JudikaturVfGH

G1238/2023 – Verfassungsgerichtshof (VfGH) Entscheidung

Entscheidung
26. Februar 2024

Spruch

Der Antrag wird zurückgewiesen.

Begründung

I. Antrag

In ihrem auf Art140 Abs1 Z1 litc B VG gestützten Antrag begehren die Antragsteller, der Verfassungsgerichtshof möge "§2 des Volksgruppengesetzes, BGBl Nr 396/1976 in der Fassung BGBl Nr 575/1976 und BGBl I Nr 194/1999, zuletzt geändert BGBl I Nr 84/2013, zur Gänze" als verfassungswidrig aufheben.

II. Rechtslage

1. Das Bundesgesetz über die Rechtsstellung der Volksgruppen in Österreich (Volksgruppengesetz – VoGrG), BGBl 396/1976, idF BGBl I 84/2013 lautet auszugsweise wie folgt (die angefochtene Bestimmung ist hervorgehoben):

"ABSCHNITT I

Allgemeine Bestimmungen

§1. (1) Die Volksgruppen in Österreich und ihre Angehörigen genießen den Schutz der Gesetze; die Erhaltung der Volksgruppen und die Sicherung ihres Bestandes sind gewährleistet. Ihre Sprache und ihr Volkstum sind zu achten.

(2) Volksgruppen im Sinne dieses Bundesgesetzes sind die in Teilen des Bundesgebietes wohnhaften und beheimateten Gruppen österreichischer Staatsbürger mit nichtdeutscher Muttersprache und eigenem Volkstum.

(3) Das Bekenntnis zu einer Volksgruppe ist frei. Keinem Volksgruppenangehörigen darf durch die Ausübung oder Nichtausübung der ihm als solchem zustehenden Rechte ein Nachteil erwachsen. Keine Person ist verpflichtet, ihre Zugehörigkeit zu einer Volksgruppe nachzuweisen.

§2. Die Volksgruppen, für die ein Volksgruppenbeirat eingerichtet wird, sowie die Zahl der ihm angehörenden Mitglieder sind durch Verordnung der Bundesregierung im Einvernehmen mit dem Hauptausschuss des Nationalrates nach Anhörung der in Betracht kommenden Landesregierung festzulegen. "

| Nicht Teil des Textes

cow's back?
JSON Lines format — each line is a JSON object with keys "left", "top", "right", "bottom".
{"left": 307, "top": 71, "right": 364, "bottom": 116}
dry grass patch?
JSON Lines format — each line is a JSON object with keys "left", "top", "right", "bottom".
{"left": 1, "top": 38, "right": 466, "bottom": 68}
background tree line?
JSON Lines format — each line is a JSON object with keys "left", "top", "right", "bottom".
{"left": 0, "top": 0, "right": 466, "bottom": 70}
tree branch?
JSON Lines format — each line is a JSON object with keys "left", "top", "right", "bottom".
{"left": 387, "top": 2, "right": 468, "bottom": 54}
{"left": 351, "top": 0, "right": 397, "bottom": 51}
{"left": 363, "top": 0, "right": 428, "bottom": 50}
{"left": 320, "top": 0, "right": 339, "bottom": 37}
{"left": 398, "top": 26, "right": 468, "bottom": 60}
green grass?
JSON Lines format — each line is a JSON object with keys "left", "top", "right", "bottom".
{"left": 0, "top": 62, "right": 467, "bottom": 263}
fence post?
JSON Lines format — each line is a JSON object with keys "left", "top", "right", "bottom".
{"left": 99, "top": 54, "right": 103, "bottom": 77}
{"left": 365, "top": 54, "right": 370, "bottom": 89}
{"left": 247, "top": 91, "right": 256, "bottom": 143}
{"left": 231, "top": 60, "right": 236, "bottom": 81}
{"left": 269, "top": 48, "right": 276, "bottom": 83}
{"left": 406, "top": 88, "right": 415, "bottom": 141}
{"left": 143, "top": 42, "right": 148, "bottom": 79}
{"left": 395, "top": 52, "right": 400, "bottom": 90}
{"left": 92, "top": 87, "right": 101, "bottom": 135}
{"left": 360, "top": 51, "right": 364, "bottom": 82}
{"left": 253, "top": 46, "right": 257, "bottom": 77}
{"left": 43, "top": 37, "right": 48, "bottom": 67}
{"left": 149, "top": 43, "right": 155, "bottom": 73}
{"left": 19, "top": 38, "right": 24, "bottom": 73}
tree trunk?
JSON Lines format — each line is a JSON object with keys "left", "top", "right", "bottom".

2. Die Verordnung der Bundesregierung vom 18. Jänner 1977 über die Volksgruppenbeiräte (im Folgenden: Volksgruppenbeiräteverordnung), BGBl 38/1977, idF BGBl 895/1993 lautet wie folgt:

"

§1. Für die kroatische Volksgruppe, die slowenische Volksgruppe, die ungarische Volksgruppe, die tschechische Volksgruppe, die slowakische Volksgruppe und die Volksgruppe der Roma werden Volksgruppenbeiräte eingerichtet.

§2. Der Volksgruppenbeirat für die kroatische Volksgruppe besteht aus 24 Mitgliedern. Hievon sind zwölf Mitglieder auf Grund von Vorschlägen der im §4 Abs2 Z2 des Volksgruppengesetzes genannten Vereinigungen zu bestellen.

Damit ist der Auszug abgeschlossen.